I tend to build long-term relationships with clients, which means I don’t just help them with their short-term goals. My work with many clients can stretch across multiple projects, even clients. We can take a long-term view together and achieve results that last.
Some projects involve tough circumstances, which can be real milestones in people’s careers. Achieving success for a client means I can often be supporting them in their personal career aspirations too.
There are some individuals with whom I’ve worked for nearly a decade, sometimes across different roles and even different organizations. We don’t just work on the day-to-day. It feels like we’re very much going on a journey together, developing our careers jointly.

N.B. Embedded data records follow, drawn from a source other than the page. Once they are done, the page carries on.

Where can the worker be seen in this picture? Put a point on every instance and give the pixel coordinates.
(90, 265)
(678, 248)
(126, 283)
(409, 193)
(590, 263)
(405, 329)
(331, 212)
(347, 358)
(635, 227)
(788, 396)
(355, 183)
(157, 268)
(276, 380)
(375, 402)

As a partner, my primary goal is to make sure Berkeley is successful – but I’m taking a long-term view. I want to make sure I leave Berkeley in the best shape I can for future consultants.
I have some amazing client relationships and I want to help them continue to go on to achieve their aspirations.
I’d really love to live and work overseas at some point and to apply the skills I’ve learnt in a different culture and context. Berkeley’s New York office may beckon in the future!
As a personal goal, I’m also learning to play the guitar again (not classical but full on rock-style). I’m hoping to pass my Grade 5 exam soon, but I’m not going to put a time limit on achieving that!